The ReCaS JupyterLab can access your files and directories stored in the ReCaS-Bari storage (based on the GPFS distributed file system) and use high-performance GPUs to speed up the execution of your application.
2 JupyterLab Launcher¶
This is the latest launcher version, implemented in the ReCaS-Bari JupyterHub.
2.1 Jupyter Kernels¶
The first two rows show all the available kernels in your JupyterLab instance.
Initially, you will find only the Python 3 kernel.
R kernel¶
To install the R kernel, please execute the following command:
conda create --name r_kernel -c r r-irkernel r-essentials r-recommended -y
conda activate r_kernel`
Root kernel¶
To install the ROOT kernel, please execute the following command:
conda create -c conda-forge --name root_kernel root ipykernel -y
Some issues related to the Python bindings are known.
You can use ROOT in interactive mode using the Terminal, after activating the conda environment with the following command:
conda activate root_kernel
2.2 Utilities¶
The third row contains several utilities, such as Terminal (you can use it to execute bash commands in the Bash shell), and text, Markdown, Python, and R file editors.
2.3 ReCaS-Bari Services Guides¶
In the bottom rows, you will find links to guides for all ReCaS-Bari GPU cluster services.
3 Installing new Python modules¶
3.1 pip¶
pip
can be used to install new Python packages.
Specific lines can be put inside the code, like followings:
# Installation
%pip install graphviz
# Import
import graphviz
Warning
Remember to put a %
before the pip install
command: in this way the python module is directly available in the kernel.
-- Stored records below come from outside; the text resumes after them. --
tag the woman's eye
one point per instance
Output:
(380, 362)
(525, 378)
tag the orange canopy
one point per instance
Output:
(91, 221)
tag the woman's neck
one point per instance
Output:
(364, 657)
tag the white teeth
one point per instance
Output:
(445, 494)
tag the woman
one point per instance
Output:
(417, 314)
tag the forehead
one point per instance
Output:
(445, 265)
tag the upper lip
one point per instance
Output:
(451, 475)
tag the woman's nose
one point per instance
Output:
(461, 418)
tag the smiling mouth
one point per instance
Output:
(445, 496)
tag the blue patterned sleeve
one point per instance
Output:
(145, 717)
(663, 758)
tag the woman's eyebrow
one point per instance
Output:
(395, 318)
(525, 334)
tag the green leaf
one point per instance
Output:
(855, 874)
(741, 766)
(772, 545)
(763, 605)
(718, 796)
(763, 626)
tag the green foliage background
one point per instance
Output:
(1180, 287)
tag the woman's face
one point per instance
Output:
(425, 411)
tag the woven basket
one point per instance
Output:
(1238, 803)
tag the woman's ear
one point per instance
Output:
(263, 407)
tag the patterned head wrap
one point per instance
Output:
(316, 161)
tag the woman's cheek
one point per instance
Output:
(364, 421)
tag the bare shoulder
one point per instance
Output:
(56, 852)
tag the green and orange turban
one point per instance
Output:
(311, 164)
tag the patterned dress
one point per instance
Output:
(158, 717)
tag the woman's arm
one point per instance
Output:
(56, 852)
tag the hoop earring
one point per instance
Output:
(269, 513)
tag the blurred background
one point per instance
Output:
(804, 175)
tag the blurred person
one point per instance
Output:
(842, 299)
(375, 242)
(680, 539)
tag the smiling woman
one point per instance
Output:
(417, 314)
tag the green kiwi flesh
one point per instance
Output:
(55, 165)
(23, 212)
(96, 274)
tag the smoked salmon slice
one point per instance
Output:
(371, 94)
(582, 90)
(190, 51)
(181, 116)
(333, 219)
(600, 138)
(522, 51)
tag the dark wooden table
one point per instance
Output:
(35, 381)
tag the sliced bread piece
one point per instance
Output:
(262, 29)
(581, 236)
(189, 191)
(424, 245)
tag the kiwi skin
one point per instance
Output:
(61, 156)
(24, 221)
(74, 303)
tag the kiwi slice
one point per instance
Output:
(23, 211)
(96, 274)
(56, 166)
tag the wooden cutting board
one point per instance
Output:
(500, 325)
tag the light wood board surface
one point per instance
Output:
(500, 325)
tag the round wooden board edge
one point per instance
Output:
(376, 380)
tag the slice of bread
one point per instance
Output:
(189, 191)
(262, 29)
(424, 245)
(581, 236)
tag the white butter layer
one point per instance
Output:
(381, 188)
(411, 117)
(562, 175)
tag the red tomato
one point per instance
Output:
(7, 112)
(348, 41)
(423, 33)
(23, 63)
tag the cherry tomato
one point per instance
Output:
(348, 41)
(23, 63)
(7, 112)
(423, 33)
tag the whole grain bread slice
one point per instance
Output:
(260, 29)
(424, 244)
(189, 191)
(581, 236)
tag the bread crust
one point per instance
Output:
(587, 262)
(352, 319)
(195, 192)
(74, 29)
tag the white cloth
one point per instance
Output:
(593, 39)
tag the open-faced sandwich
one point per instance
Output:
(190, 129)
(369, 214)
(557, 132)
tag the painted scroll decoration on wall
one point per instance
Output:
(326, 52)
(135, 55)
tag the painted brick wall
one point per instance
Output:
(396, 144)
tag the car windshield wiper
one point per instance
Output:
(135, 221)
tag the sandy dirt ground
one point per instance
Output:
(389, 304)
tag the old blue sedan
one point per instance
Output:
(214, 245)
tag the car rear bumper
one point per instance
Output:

Otherwise restart the kernel to use the installed packages.
There is a drawback to use pip install
: when your JupyterLab instance is restarted, you will lose all installed Python packages.
3.2 conda¶
Alternately you can use also conda
and install packages using the Terminal. To use the terminal in JupyterLab, open a new tab and select Terminal
from the launcher.
The following lines show how to install pandas
package in a new conda environment :
conda create --name my_kernel pandas=2 -y
conda activate my_kernel
After the second command, you will notice appearing the (my_kernel)
in the shell.
To test the installation, execute the following command
python -c 'import pandas; print(pandas.__version__)'
Conda will install the Python modules you need for your code/project in your Home directory in /lustrehome
, enabling multiple advantages:
-
Your conda environment is always available even if your JupyterLab instance (also known as a container) is stopped or restarted.
-
You can create a new Jupyter kernel, allowing a notebook to be executed within a specific conda environment.
-
It is the first step to submit a notebook to the GPU cluster for batch execution.
Note
Consider mamba
instead of conda.
3.2.1 Troubleshooting¶
conda init¶
If conda shows you an "conda init" error, execute the command conda init
and then execute the command:
source /lustrehome/<username>/.bashrc
base conda environment¶
You cannot install python packages in the base
conda environment, you have to create a new one as described above
3.2.2 Create new Jupyter kernel¶
Starting from a conda environment it is possible to create a Jupyter kernel: this will make easier to execute a given notebook using a particular conda environment.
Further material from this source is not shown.